The Real Challenge - Social Engineering
christine — Mon, 08/24/2009 - 09:37
Yesterday during a bit of rain my son was watching a Disney channel show I had DVR'd for him. Suddenly, during a commercial, he started giggling uncontrollably, and I couldn't for the life of me understand why. I asked what was funny, and he replied, "They said the 'Suite Life of Zach and Cody' would be coming up next." ??? "OK," I asked, "why is that funny?" "Because this isn't real, and it's not coming on next! They're so silly!" he answered. I tried to explain to him that the DVR wasn't really all that smart, it just recorded what was on at the time. Of course, I then had to wonder just how difficult it would be to have swapped out a time sensitive ad like that, using a little bit of metadata and some rules. It is possible. The entire experience would have been better.
Lots of people will spend countless hours building a taxonomy or ontology to categorize things. Some will put in the effort to build rules for their favorite search engine to classify content. Most will rely on pattern recognition. Rules are hard - but make content experience much better.

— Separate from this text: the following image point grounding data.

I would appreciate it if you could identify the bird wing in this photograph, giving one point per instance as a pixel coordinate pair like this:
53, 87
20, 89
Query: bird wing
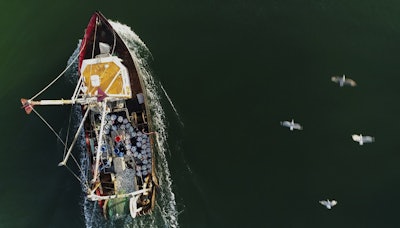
297, 126
335, 79
368, 139
324, 202
350, 82
285, 123
356, 138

The old adage still holds - you get out of something what you put into it. The real challenge here is the social engineering - the communicating between teams. In this example, between the networks and the cable television providers. There isn't even a question anymore of having things locked up in proprietary formats; the W3 have provided standards for these tasks.
So, how much work are you going to do today? Me, I'm going to work a little harder.